5 new studies shed new light on the genetics of MI Reply

Nature Genetics has published 5 new genome wide association studies that may help unravel the genetic tangle behind heart attacks.

Here’s the Nature Genetics press release:

Susceptibility to heart attack
DOI: 10.1038/ng.307
DOI: 10.1038/ng.314
DOI: 10.1038/ng.323
DOI: 10.1038/ng.326
DOI: 10.1038/ng.327

Genetic variants that predispose to heart attack are reported in five studies published online this week inNature Genetics. While the effects of these variants on risk of disease are small, further study should provide new biological insight into the mechanisms underlying coronary artery disease, particularly those involving inflammation and lipids.

Four of the studies present genome-wide association studies for heart attack. Jeanette Erdmann and colleagues identify a new susceptibility locus on chromosome 3, in a gene that is highly expressed in the cardiovascular system and may be involved in cell-cell adhesion.

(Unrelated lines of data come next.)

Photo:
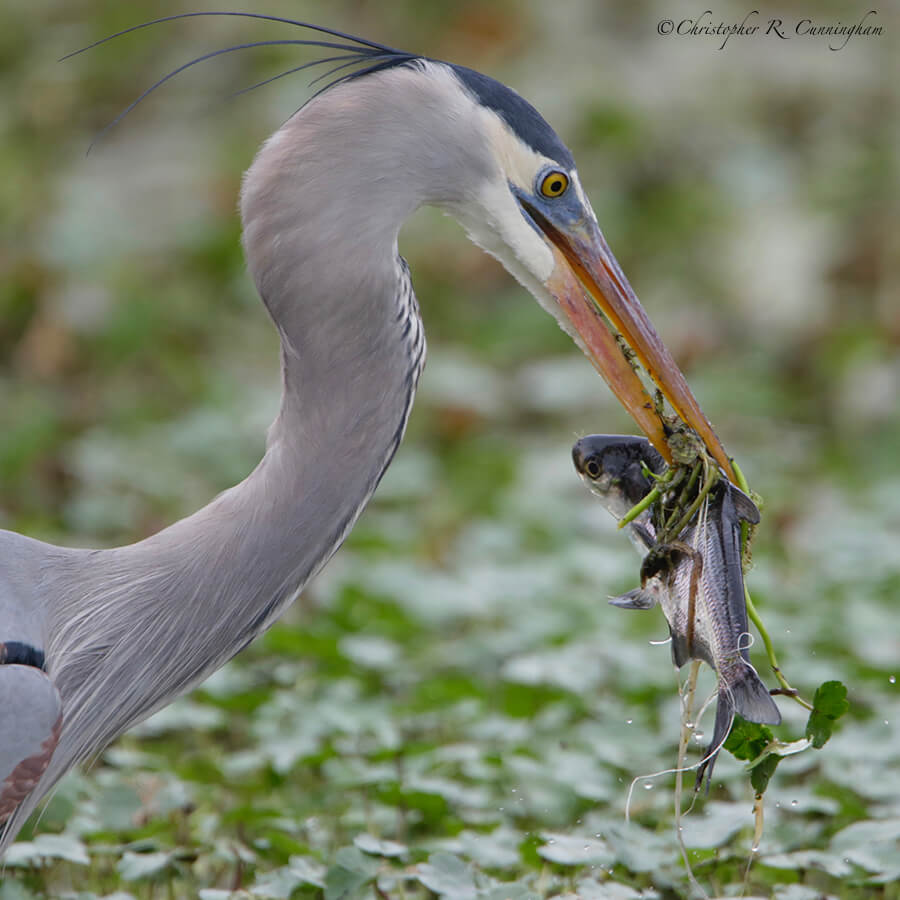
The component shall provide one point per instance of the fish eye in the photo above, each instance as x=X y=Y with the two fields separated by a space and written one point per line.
x=554 y=184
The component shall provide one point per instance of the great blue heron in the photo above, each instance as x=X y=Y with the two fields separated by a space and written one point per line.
x=93 y=641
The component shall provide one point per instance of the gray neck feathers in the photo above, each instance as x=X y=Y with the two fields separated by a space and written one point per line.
x=130 y=628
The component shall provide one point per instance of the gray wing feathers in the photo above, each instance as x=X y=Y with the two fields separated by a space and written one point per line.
x=30 y=723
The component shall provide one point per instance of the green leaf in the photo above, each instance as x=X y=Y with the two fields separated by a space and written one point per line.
x=829 y=704
x=350 y=873
x=763 y=771
x=448 y=876
x=747 y=740
x=134 y=866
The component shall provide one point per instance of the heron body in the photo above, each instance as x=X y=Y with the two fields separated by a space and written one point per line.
x=100 y=639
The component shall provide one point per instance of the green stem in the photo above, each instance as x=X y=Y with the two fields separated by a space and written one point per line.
x=754 y=615
x=770 y=652
x=638 y=508
x=708 y=485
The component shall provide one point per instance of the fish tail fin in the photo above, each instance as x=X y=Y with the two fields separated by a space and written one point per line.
x=751 y=700
x=724 y=717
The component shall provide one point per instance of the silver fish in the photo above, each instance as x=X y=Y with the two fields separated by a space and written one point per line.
x=697 y=579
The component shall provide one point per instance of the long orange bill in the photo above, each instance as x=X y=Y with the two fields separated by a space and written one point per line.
x=589 y=285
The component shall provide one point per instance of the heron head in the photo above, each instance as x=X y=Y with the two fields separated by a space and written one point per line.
x=532 y=213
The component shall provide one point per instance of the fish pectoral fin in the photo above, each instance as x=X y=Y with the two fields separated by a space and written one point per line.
x=752 y=700
x=639 y=598
x=745 y=508
x=681 y=652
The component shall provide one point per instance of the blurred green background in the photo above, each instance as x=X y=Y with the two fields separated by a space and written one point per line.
x=455 y=683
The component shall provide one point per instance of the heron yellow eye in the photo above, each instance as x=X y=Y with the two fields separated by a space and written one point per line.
x=554 y=184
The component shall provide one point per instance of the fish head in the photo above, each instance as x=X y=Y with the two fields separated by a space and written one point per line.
x=614 y=467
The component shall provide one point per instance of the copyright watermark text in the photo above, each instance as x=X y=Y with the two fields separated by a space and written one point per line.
x=835 y=33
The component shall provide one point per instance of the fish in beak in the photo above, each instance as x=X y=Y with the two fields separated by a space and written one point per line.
x=592 y=290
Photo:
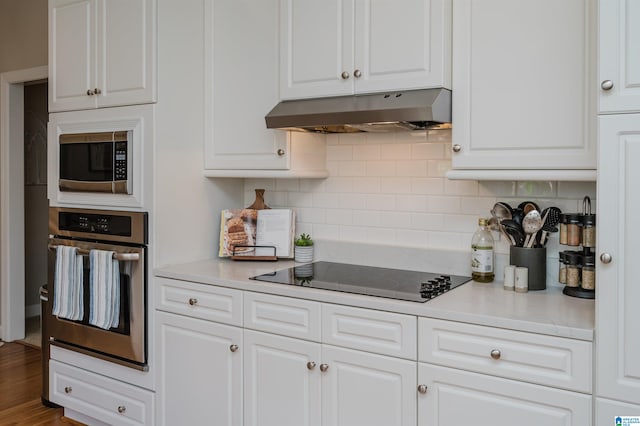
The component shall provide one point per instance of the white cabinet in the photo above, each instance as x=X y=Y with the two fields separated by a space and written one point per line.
x=618 y=293
x=523 y=90
x=200 y=371
x=501 y=377
x=459 y=397
x=99 y=397
x=342 y=47
x=361 y=388
x=101 y=53
x=281 y=381
x=619 y=61
x=241 y=87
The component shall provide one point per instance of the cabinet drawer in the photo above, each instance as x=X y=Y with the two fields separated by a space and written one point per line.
x=97 y=396
x=200 y=301
x=282 y=315
x=368 y=330
x=547 y=360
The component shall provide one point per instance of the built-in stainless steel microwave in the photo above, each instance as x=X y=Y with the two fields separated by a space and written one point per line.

David-Alexandre Tregouet and colleagues report an association with a cluster of variants spanning three genes on chromosome 6. One of these genes encodes apolipoprotein(a), the main protein component of lipoprotein(a), which is a known risk factor for coronary artery disease. The third report from Toshihiro Tanaka and colleagues shows that a variant in a gene called BRAP is associated with risk of myocardial infarction. BRAP binds to two other proteins that this group previously identified as risk factors, and which may be involved in inflammation.

The Myocardial Infarction Genetics Consortium reports three new risk loci and confirms six previously identified loci. Finally, in the fifth study by Daniel Gudbjartsson and colleagues, the authors carried out a genome-wide association for eosinophil numbers. Eosinophils are white blood cells involved in inflammatory processes. Five loci were identified, one of which was also associated with heart attack in six different populations.